Giovedì, si legge su Le Parisien, il premier Edouard Philippe - dopo un Consiglio di Difesa previsto in mattinata - annuncerà le nuove misure. Molti sono i provvedimenti attesi da chi non ha ancora potuto far ripartire la propria attività: dai proprietari di ristoranti e locali ai teatri e cinema. Attesi anche possibili annunci sulla riapertura dei licei, su un eventuale esame orale di francese per la maturità, sugli spostamenti al di fuori del dipartimento di residenza e oltre il limite dei cento chilometri. Attesa infine per gli annunci relativi alle vacanze estive.

Belgio, dati in calo
Le autorità sanitarie del Belgio rendono noto che da ieri si segnalano 27 nuovi ricoveri a causa del coronavirus mentre 25 sono le persone dimesse. I nuovi decessi sono 32 che salgono in totale a 9.312. Inoltre nelle ultime 24 ore si segnalano 250 nuovi casi. Tra il 15 marzo ed il 24 maggio, 17.052 pazienti con il Covid-19 sono state ricoverate mentre 15.297 sono state dimesse. Finora, gli indicatori continuano a scendere costantemente e non vi è alcuna indicazione di un aumento. Questa tendenza è stata confermata anche oggi - precisano le autorità sanitarie stando alla stampa locale - anche se sarà necessario fare attenzione ai dati dei prossimi giorni per assicurarsi che non si tratti di  un "effetto weekend".

In Olanda altri 209 casi
In Olanda sono stati accertati altri 209 casi di coronavirus, portando il totale a 45.445 contagi. Lo hanno annunciato le autorità, dopo aver segnalato che un secondo lavoratore nel Paese potrebbe essere stato contagiato da un visone. Secondo l'ultimo aggiornamento dell'istituto nazionale olandese per la salute pubblica e l'ambiente, altre otto persone sono morte per il Covid-19, portando il bilancio totale delle vittime del Paese dallo scoppio dell'epidemia a 5.830.

Il ministro dell'Agricoltura, intanto, ha dichiarato che un'altra persona è stata contagiata mentre lavorava in una fattoria di visoni.
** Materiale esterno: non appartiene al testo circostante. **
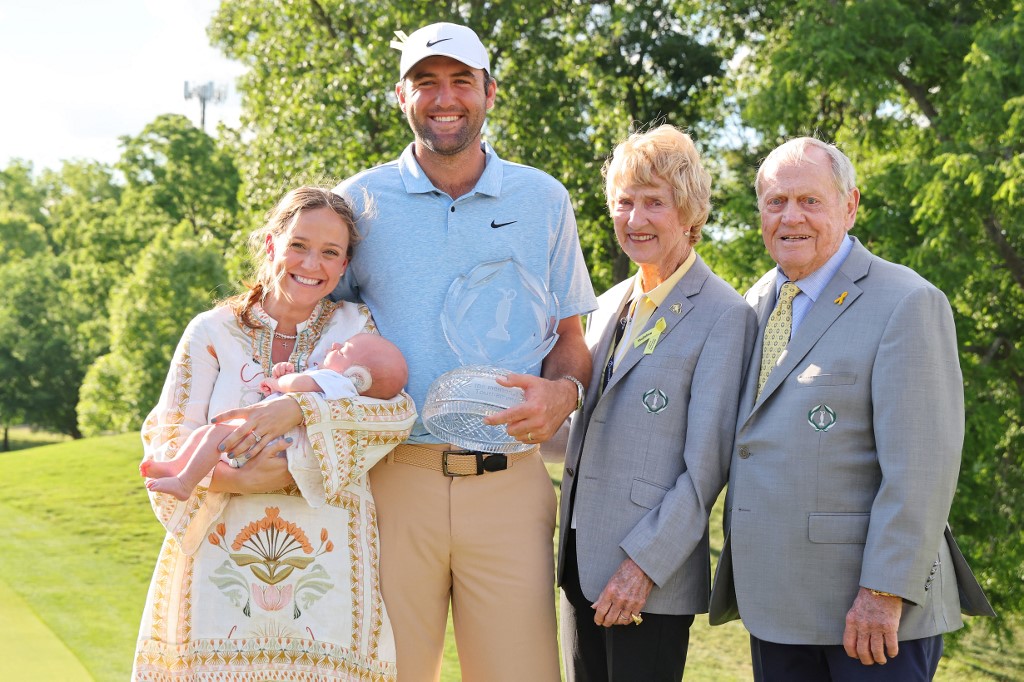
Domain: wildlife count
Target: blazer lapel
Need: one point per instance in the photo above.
(680, 297)
(605, 318)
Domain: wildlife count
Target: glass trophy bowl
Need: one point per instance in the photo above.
(499, 318)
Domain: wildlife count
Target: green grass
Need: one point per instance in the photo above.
(22, 437)
(78, 543)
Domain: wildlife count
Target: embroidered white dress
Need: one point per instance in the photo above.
(280, 586)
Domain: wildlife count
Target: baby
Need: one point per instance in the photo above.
(366, 365)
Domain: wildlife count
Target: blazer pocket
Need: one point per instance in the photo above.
(838, 528)
(811, 378)
(646, 495)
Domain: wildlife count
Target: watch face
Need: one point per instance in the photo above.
(580, 389)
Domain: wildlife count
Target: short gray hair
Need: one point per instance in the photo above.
(794, 151)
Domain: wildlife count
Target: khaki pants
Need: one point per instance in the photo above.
(482, 542)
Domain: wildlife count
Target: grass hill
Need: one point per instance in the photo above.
(78, 542)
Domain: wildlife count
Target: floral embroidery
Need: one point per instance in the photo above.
(267, 548)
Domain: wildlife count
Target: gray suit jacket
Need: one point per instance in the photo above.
(844, 469)
(644, 468)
Il caso segue un contagio segnalata la scorsa settimana in una delle due fattorie vicino alla città meridionale di Eindhoven, dove la malattia è stata scoperta ad aprile tra i visoni allevati per la loro preziosa pelliccia.
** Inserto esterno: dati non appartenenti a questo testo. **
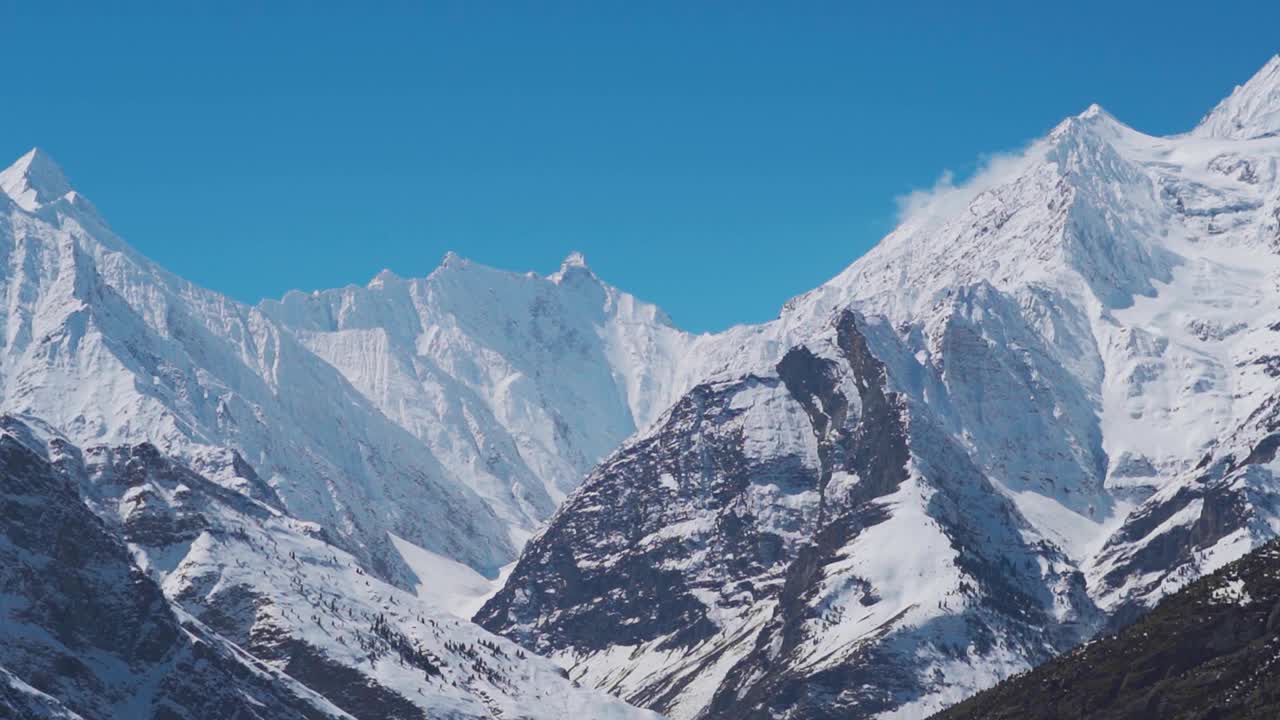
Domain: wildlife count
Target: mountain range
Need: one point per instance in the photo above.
(1042, 404)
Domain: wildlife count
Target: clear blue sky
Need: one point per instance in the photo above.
(716, 158)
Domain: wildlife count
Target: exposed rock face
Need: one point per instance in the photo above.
(136, 587)
(1207, 651)
(87, 634)
(737, 559)
(1043, 402)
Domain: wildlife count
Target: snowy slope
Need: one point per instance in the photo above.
(242, 578)
(274, 513)
(519, 383)
(1041, 404)
(108, 347)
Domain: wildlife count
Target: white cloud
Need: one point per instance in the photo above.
(946, 197)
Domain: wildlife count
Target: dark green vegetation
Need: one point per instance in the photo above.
(1206, 652)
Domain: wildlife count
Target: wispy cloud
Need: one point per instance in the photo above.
(947, 197)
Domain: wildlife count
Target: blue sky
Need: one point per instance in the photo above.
(716, 158)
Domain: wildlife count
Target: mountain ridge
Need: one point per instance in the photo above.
(1078, 346)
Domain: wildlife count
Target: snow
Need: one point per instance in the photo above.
(1252, 110)
(447, 583)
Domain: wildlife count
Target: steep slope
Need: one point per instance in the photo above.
(519, 383)
(1206, 651)
(85, 634)
(243, 579)
(108, 347)
(1040, 405)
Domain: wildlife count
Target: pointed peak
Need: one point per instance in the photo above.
(33, 180)
(574, 264)
(1252, 110)
(384, 278)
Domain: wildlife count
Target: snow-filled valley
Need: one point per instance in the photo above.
(1045, 401)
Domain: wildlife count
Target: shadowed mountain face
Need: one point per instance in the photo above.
(1043, 402)
(85, 633)
(1208, 651)
(132, 586)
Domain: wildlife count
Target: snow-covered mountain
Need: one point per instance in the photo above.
(1045, 401)
(136, 587)
(252, 500)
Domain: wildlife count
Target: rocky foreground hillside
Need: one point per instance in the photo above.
(1047, 400)
(1208, 651)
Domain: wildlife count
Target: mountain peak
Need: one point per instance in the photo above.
(1252, 109)
(33, 180)
(574, 263)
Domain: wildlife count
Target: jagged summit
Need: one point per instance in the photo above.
(33, 180)
(1251, 112)
(574, 261)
"E' diventato noto un secondo caso in cui in una delle fattorie di visoni la SARS-CoV-2 è stata passata da un animale a un essere umano", ha dichiarato Carola Schouten, "Il caso è simile al precedente".
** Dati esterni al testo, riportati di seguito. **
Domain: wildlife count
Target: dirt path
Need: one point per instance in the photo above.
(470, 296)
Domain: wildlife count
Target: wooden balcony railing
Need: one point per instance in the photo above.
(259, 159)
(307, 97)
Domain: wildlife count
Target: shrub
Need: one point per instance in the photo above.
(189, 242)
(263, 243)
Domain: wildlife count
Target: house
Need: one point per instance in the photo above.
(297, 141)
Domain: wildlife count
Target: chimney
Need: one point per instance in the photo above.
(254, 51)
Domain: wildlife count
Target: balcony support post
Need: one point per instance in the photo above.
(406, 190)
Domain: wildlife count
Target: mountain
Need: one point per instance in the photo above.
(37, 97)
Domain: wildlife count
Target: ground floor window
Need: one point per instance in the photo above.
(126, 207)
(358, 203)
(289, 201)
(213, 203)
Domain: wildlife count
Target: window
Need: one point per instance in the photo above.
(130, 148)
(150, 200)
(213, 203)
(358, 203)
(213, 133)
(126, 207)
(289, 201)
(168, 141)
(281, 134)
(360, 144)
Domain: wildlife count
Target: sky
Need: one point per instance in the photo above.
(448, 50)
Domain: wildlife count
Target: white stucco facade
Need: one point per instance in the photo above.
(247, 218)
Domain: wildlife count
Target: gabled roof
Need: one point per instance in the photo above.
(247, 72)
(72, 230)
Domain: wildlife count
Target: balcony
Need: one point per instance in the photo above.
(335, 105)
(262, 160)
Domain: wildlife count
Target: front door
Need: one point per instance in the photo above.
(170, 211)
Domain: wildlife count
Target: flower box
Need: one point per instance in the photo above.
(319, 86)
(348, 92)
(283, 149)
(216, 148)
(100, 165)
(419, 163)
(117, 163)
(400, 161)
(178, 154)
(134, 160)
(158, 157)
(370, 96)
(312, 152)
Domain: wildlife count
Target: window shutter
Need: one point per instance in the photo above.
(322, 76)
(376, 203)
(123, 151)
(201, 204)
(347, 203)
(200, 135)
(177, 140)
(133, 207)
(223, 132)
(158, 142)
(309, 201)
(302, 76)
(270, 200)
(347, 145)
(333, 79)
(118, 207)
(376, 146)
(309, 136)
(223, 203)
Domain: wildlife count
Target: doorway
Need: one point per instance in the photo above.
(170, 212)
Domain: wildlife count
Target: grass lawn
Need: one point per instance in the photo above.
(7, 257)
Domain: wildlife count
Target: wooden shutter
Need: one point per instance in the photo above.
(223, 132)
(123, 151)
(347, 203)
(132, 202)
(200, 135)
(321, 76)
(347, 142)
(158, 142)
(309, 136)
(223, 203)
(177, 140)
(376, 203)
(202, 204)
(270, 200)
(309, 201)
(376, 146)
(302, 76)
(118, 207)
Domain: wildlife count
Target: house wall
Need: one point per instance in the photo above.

Grecia: ripartono traghetti, ma non con l'Italia
Tutti i servizi di nave e traghetti verso le isole sono ripresi oggi in Grecia, dove è iniziata la fase quattro della lotta al coronavirus. Lo riporta il sito del quotidiano greco Kathimerini. Gli unici collegamenti a non essere ricominciati sono quelli con l'Italia che dovrebbero essere ripristinati dal 1 giugno.  Su navi e traghetti saranno in vigore rigide misure di sicurezza come la distanza tra i passeggeri di almeno 1,5 metri- per questo le imbarcazioni viaggeranno solo al 50% della propria capacità - la compilazione di un questionario speciale per i tragitti di più di mezz'ora e la misurazione della temperatura. Chiunque abbia sintomi riconducibili al coronavirus sarà fermato.

Fino al 15 giugno inoltre chiunque arrivi da un altro Paese dovrà restare in auto isolamento per 14 giorni. Quanto ai collegamenti aerei, i voli diretti verso le isole greche, così come quelli internazionali, dovrebbero riprendere a partire dal 1 luglio, ma non è chiaro ancora quante compagnie effettueranno il servizio. Oggi in Grecia, uno dei Paesi europei che ha gestito meglio l'emergenza Covid-19 con solo 2.878 casi e 171 morti, riaprono anche caffè e ristoranti.